BAYOU WORDSMITH: How yellow fever and Covid-19 compare
Published 8:00 am Sunday, May 24, 2020
They are calling these times of Covid-19 pandemic and quarantine “unprecedented” and “the new normal.”
For us in the 21st century it certainly is something we hadn’t seen waiting around the corner in spring of 2020.
But it isn’t the first time the human race has faced disease on such a scale that it affected the whole world.
There was a scourge that was not the first for mankind, but it occurred in recorded history, so its intensity and devastation were documented, and it affected New Iberia and surrounding towns. There were scores of deaths and many more fell ill from the disease.
Research for this column was done primarily using Glenn Conrad’s book “New Iberia — Essays on the Town and Its People” first published in 1979. Conrad was an extraordinary scholar who documented and annotated each fact where possible.
From the book’s details we can get an idea of how quarantine and deadly illness affected our ancestors in late summer 1867 when yellow fever struck the small town of New Iberia and its 1500 citizens. But first we must set the events in history; it was just two years after the end of hostilities of the Civil War. Confederate soldiers had just returned home. The fields had not been cultivated, there were few cows and horses and mules. Times were tough.
When yellow fever struck, it hit hard and fast. The first case was reported on July 17, and by Aug. 1, there were 50 cases! In an effort to contain its spread, the town was quarantined, cut off from the outside world! Steam boat captains didn’t dock downtown, but were told to go to the docks at Mintmere Plantation, one mile downstream.
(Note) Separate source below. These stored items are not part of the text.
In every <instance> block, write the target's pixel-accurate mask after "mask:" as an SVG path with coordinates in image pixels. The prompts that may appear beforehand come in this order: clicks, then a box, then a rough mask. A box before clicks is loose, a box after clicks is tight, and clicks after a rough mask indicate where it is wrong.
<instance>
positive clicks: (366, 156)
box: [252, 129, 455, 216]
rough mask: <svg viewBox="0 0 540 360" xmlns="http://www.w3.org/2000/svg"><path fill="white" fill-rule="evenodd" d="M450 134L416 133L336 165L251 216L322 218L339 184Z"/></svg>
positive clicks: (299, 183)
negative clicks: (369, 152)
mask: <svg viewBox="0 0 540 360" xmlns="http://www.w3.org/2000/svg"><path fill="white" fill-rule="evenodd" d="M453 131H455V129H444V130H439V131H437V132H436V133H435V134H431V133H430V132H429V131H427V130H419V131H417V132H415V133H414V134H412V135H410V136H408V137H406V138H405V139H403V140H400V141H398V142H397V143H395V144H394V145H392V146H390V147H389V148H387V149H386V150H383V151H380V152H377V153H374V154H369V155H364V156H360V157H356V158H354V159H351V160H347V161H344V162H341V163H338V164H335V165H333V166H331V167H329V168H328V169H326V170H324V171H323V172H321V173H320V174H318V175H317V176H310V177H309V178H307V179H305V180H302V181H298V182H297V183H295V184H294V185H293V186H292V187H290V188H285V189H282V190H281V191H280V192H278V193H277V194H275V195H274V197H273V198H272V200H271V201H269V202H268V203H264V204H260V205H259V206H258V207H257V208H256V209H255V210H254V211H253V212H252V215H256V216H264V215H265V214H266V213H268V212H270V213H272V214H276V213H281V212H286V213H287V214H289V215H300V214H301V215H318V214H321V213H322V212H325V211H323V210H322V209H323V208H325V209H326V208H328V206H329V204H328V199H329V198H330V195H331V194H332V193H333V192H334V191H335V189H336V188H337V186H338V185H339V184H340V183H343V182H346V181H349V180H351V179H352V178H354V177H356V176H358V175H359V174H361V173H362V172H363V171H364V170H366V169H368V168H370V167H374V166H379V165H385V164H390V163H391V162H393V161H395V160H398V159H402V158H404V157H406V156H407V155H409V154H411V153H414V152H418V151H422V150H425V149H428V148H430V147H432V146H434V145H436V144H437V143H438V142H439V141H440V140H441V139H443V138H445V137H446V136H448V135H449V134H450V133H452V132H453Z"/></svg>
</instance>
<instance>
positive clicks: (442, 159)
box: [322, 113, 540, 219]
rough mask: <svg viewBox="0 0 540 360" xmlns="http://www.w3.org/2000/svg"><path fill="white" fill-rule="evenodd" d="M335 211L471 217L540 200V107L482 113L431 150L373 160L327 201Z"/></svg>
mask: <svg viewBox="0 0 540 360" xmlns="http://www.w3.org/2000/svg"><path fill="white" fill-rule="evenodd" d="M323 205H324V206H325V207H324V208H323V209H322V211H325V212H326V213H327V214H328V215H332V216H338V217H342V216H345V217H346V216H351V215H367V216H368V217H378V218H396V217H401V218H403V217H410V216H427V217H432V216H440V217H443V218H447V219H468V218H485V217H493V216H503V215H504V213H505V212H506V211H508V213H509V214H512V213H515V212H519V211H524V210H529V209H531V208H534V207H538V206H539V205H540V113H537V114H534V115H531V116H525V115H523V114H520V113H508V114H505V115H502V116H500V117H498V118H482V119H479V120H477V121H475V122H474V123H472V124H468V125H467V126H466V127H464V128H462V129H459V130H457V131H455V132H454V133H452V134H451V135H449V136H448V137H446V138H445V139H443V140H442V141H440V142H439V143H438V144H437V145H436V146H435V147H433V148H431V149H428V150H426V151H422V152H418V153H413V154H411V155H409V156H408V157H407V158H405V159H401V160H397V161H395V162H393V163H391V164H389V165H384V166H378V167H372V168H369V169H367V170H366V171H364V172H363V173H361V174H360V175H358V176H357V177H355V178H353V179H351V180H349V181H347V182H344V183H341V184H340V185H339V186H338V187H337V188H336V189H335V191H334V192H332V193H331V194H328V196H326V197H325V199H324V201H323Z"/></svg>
By August 8, there were 80 cases and 10 deaths. The number of cases had doubled by Aug. 21, with 6 to 10 dying every day. And a week later, 700 cases were reported in New Iberia and 100 had died! (Doesn’t this method of reporting the situation sound familiar?)
Dramatic symptoms made diagnosis easy — black vomit, described as looking like coffee grounds. The term ”yellow fever” was due to the jaundiced skin caused by liver failure. Death usually followed within a day.
When the town’s baker died, there was no bread, so Franklin residents bought 200 loaves a day for a week delivered by steamboat. When all but two of the town’s doctors had fallen ill, and one nurse had died, those from neighboring towns rushed in to care for the sick and dying. Drs. Thomas Mattingly, Frederick Duperior, Alfred Duperior and Robert Hillard were soon overwhelmed, so Franklin doctors Dugan and Maguire came to help.
Like today, their heroism was recognized and appreciated. Conrad offered this quote: “They (medical professionals) labored and died in heroic exercises of professional duty and Christian charity in time of pestilence.”
“Almost as quickly had the illness appeared, by late September, it had almost disappeared. It’s been estimated that during July, August, and September 100 persons had died and two-thirds of the families had suffered in varying ways from the disease.”
The family names of some of the families in mourning were French, Fourcade, Etie, Lamperez, Pellerin, Dauterive, Mestayer, Olivier, Bienvenu, Delahoussaye, Provost, Hopkins, Bergerie, Derouen, and Decuir.